In the same week, we learned from the Rhode Island Public Expenditure Council that our state underperforms Massachusetts because our lawmakers refuse to put policies in place that would propel our educational system forward and make us more like our neighbor to the north. While Massachusetts sits at number one for the quality of its K-12 education, Rhode Island remains a middling state, performing at or near the national average while spending more than almost all other states. RIPEC finds no strong grounds for the usual excuses of money and demographics.
“Rhode Island and Massachusetts devote similar amounts of financial resources to education and have similar student demographics,” the 57-page report found. RIPEC adds: “socioeconomic characteristics are not sufficient to explain the difference in student performance between the two states.” The difference, RIPEC concludes, is policy. (From Providence Journal, 4/17/26.)
But at the statehouse, the all powerful and uninformed Speaker of the House, Nicholas Mattiello, is on record as being opposed to charter schools. Revealingly, he expressed this view during the same conversation in which he famously said, “I’m not sure I’ve ever thought of the phrase ‘white privilege.’ I don’t think there is a white privilege.” He literally never talks about learning, student achievement or school quality, but he is adamant that, despite our poor performance compared to neighboring states and our widely accepted skills gap, we are doing just fine. In fact, just this weekend he said, “Rhode Island is in excellent shape.”
Excellent for whom, Mr. Speaker?
Are things excellent for our Latino students who are “dead last in the country” according to the Annie E. Casey Foundation report on race? (And you can’t pretend you don’t know because Anna Cano Morales of the Latino Policy Institute at Roger Williams shared it at the Rhode Island Kids Count breakfast you attended last week.)
Are things excellent for the four out of five low-income third graders who are not proficient in English Language Arts?

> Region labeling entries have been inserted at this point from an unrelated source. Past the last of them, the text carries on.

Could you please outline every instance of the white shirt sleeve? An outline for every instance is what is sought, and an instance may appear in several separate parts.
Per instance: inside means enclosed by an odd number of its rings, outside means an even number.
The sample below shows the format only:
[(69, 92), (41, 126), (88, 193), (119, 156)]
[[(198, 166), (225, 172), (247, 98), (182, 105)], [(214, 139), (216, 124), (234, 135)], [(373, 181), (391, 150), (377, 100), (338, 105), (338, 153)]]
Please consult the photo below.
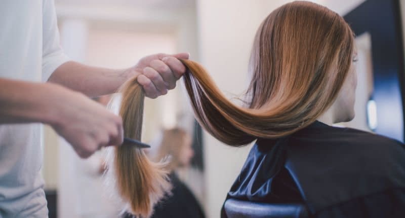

Are things excellent for the staggering number of low, middle, and even high income students who are forced to pay for remedial (aka high school) classes during their freshman year in college? What about the 74% seeking a bachelor’s degree who eventually drop out?
Adding insult to injury and flying in the face of public demand, our state representatives and senators have sponsored legislation in both chambers that would cripple the charter sector in Rhode Island and make it virtually impossible for even the highest quality schools to expand. The house easily passed their bill 60-11 and the Senate has yet to act on the dangerous bill that’s before them. Parents and education advocates did breathe a small sigh of relief when Governor Raimondo announced that she’d veto any bills that would restrict the growth of charter schools. Still, it is exhausting and demoralizing to know, year after year, that our own elected representatives are mobilized against children’s interests to protect their own interests.
A quick but related aside: over Twitter, I asked, challenged, and pushed my own State Senator, Ryan Pearson, about the anti charter bills that he proudly and repeatedly sponsors. He referred to my questions and assertions as, “daily attacks.” (“Attack” seems to be the new word for a disagreement in 2016). Then, after inviting me to his office for what would be a very inconvenient meeting that I’d need to schedule around work and kids, he abruptly blocked me on Twitter. (Not sure why he slipped the word daily in there since our back and forth took place on one day and any other tweets from me to him were pretty rare.)
@esanzi If you would like come to my office and discuss these issues I would be happy to I am not going to respond to daily tweet attacks— Ryan Pearson (@RyanWPearson) January 23, 2016
This is my very own state senator. I didn’t call him names. I didn’t use profanity. I simply pushed him on the merits of a bill he was touting in the newspaper and reminded him of past statements that he had made behind a microphone in public and also in writing in recent years. He certainly doesn’t have an obligation to actively engage on Twitter and many people, including elected officials, don’t. But to block a vocal constituent because of one day of questions and critiques seems a bit thin skinned for a state lawmaker.
Former Speaker of the House Gordon Fox did a lot of things wrong, including commit financial crimes, and he is now in prison. To his credit, however, he got one thing right; he helped lay the groundwork for Rhode Island’s low income families of color to have more options. He helped make it so we could see with our own eyes that, regardless of zip code and income and race, all children can learn and achieve.
Try as he might, Speaker Mattiello can’t make it not so.
There is a real hunger for public school options, Mr. Speaker (and Mr. Pearson). Demand is growing. So either do the right thing and get out of the way or push hard for changes to our state education policies and laws so that the system works better for everyone. But stop pretending that things are excellent.
Because they aren’t. Not even close.